Since mid-January, a series of winter storms have rolled in from the North Atlantic, bringing widespread gales, severe flooding and more rainfall than has been seen before during the month of February for as long as people have been keeping records of such things.
For fishermen, winter is the best time to fish the waters off northwest Europe, but the poor weather has meant most boats have only been to sea for less than seven days during the entire first two months of 2020. And when fishermen are not at sea, they’re not making money.
For that reason alone, continued access to the rich fishing waters off the coast of the United Kingdom is a pressing matter in Brussels.
On Monday last, just as Storm Jorge was clearing the British Isles, British and European Union negotiated on the first of a series of high-stakes talks aimed at forging a new post-Brexit relationship.
The timing on these talks is tight — a free trade deal is supposed to be wrapped up by the end of the year — and as with all things Brexit-related, both sides are far apart on key issues.
There are roughly 100 officials on both sides trying to hammer out agreements on everything ranging from security access, banking and financial ties, common health policies, air traffic rights, access to markets, making goods move as seamlessly as possible now that the Brits are out of the EU market of 500 million, and generally keeping things as close as possible to normal as things were when the Brits were in the Brussels club for 47 years.
The real battleground will be fishing — with Ireland, France and Spain insisting on future access if the UK wants to keep the City of London’s vast financial access to Europe. And Captain Boris will toss his fishermen overboard — the catch is too big to lose.
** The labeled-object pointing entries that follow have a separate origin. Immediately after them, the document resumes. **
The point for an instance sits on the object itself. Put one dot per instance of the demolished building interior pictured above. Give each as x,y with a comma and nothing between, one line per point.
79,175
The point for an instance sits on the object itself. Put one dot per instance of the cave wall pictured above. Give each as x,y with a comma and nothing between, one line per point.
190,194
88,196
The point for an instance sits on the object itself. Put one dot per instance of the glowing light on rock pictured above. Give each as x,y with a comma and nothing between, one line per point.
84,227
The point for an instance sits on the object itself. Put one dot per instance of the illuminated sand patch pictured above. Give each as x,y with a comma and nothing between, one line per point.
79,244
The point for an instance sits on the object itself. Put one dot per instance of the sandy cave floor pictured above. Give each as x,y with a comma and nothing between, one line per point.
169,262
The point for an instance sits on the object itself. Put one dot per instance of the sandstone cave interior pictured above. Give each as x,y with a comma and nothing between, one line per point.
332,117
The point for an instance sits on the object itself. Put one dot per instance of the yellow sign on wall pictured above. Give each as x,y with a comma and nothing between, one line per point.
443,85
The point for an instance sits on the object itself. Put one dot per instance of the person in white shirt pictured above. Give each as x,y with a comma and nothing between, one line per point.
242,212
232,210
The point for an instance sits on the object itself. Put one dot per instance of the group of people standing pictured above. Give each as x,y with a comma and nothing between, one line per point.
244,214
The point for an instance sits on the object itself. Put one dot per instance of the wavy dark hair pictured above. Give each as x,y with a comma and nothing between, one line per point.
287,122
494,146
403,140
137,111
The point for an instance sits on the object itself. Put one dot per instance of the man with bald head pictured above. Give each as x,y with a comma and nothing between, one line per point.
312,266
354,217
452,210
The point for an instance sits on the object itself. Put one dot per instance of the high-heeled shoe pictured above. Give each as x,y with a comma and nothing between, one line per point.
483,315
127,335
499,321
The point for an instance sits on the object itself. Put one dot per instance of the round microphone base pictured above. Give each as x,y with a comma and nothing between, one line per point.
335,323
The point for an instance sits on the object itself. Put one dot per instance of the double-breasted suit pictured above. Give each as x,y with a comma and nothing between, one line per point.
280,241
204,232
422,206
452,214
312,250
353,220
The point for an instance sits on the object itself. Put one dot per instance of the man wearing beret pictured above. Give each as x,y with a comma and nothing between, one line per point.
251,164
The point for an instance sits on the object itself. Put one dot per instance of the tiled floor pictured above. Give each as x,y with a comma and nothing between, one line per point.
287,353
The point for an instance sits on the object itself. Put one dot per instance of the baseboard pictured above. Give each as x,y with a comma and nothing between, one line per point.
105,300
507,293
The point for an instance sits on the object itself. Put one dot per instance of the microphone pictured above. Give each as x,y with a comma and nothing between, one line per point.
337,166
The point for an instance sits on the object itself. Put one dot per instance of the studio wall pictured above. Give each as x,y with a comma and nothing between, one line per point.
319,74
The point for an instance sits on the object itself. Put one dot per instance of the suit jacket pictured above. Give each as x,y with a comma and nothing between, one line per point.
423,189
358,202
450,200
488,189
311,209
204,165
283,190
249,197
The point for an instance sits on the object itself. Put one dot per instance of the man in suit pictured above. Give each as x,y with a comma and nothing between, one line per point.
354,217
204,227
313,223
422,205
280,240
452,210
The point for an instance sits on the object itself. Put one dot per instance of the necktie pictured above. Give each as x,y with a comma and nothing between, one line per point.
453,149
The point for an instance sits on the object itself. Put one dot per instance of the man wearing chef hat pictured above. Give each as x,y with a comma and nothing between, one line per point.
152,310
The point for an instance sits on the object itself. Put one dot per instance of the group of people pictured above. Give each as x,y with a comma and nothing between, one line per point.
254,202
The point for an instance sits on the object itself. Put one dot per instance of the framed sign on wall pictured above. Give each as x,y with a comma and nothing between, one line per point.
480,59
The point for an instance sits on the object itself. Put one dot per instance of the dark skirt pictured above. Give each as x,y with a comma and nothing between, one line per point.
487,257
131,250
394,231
There’s little hope, given the time frame that UK Prime Minister Boris Johnson has committed to December 31, that anything other than the barest of bare-bones frameworks will be agreed. Yes, the bar is set that low. That end-of-year date is the end of the UK’s transition period during which it trades with the other 27 EU nations and those in the European Economic Area too without tariffs or other barriers.
Spectre of no deal
Johnson, for his part, has ruled out any extension to the transition period, and the real crunch will come in June in a EU-UK summit — a serious assessment of the negotiations. Yes, the spectre of no deal is possible again — and that means tariffs and checks and all of the things that had simply been put on hold when Johnson got his withdrawal deal approved by the UK parliament in late December.
That withdrawal deal merely kicked the canned effects of withdrawal down the road to this set of talks on the future relationship between London and Brussels.
If you thought the atmosphere between both sides was bad in the three years of talks before the UK left, well right now there’s nothing but distrust on both sides, with London and Brussels accusing each other of reneging on the lofty ideals set out in the political declaration struck late last year.
The last thing the EU needs is a UK trading off its shores that undercuts Europe-wide standards of labour, environment, security, manufacturing standards — anything and everything that would give Britain a competitive edge allowing it to undercut and undersell European counterparts.
But now that Boris has taken Britain out of the EU, he is insisting that Britannia waives the EU rules and charts its own course in the name of its newly recovered economic and political independence.
New currency equation
If there’s a way of measuring the acrimony then perhaps the value of the pound against the euro, the common currency used by 19 or the 27 EU nations, might be a good barometer. No sooner had the EU’s top negotiator Michel Barnier met with David Frost, his British counterpart than the pound lost 1.3 per cent of its value over fears the hardline UK stance would hurt its economy.
Barnier is highly experienced in such talks and led the EU’s negotiators during the years of Brexit talks. In an uncharacteristic display of podium pounding, Barnier has warned the Brits that any attempt to backslide on the Brexit deal will torpedo the trade talks before they begin in earnest.
And once more, that issue of the Irish border is again critical. That withdrawal deal — now formally lodged with the UN as an international treaty, means that goods travelling across the Irish Sea between Northern Ireland and the rest of the UK must be formally checked. Johnson now says that is not necessary which, even for him and his admirable record of speaking from both sides of his mouth, is quite the blatant untruth.
So how is this going to unfold?
No one is holding their breaths for a long-form deal parsed with precision. Instead, after all of this political posturing, the outcome will be a limited free trade deal on certain goods and services. And checks on most items crossing the English Channel.
But the real battleground will be fishing — with Ireland, France and Spain insisting on future access if the UK wants to keep the City of London’s vast financial access to Europe. And Captain Boris will toss his fishermen overboard — the catch is too big to lose.